City set to demolish old, eyesore state charity hospital building

Published 8:29 am Tuesday, February 5, 2019

City officials will hold a 10 a.m. ceremony Wednesday to mark the start of the demolition of the Kuhn Memorial Hospital buildings, 1422 Martin Luther King Blvd.

“I can’t wait; that’s been a long time coming,” Mayor George Flaggs Jr. said. Flaggs announced the program at the start of Monday’s meeting of the Board of Mayor and Aldermen.

According to information from the city, a brief program will precede the demolition.

Subscribe to our free email newsletter

Get the latest news sent to your inbox

The board in September approved a contract with M&M Services to remove the asbestos and raze the buildings on the 12.8-acre property.

The $749,990 project cost is being paid through a combination of city funds and a $460,000 federal Brownfields grant provided through the Mississippi Department of Environmental Quality.

The company began work in December removing asbestos in both buildings. That work has been completed.
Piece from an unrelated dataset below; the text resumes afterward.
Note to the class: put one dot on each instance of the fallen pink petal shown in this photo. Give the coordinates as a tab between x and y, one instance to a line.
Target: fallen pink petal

A city-owned building, Kuhn was funded and operated by the state of Mississippi as a charity hospital until 1989.

In 1993, the building was considered as a possible veterans home. In 1994, it was considered for a possible 38-bed adolescent psychiatric ward, and later as the possible site for a 100-bed clinic and assisted living center.

In 2000, the Lassiter-Studdard Group Inc., which owned the property at the time, donated it to the Esther Stewart Buford Foundation.

Since then, the property was sold six times for taxes, and city officials tried for at least the past 10 years to get the property owner to clean the property and demolish or renovate the buildings on the site. The board on July 6, 2017, put the 12.8-acre property under the city’s slum clearance ordinance in a move to step up its efforts to remove the complex’s main building.

When the parties with an interest in the property failed to present plans to either raze or renovate the buildings by September, it cleared the way for the city to begin the process for their demolition.

Flaggs said several developers have expressed an interest in the property.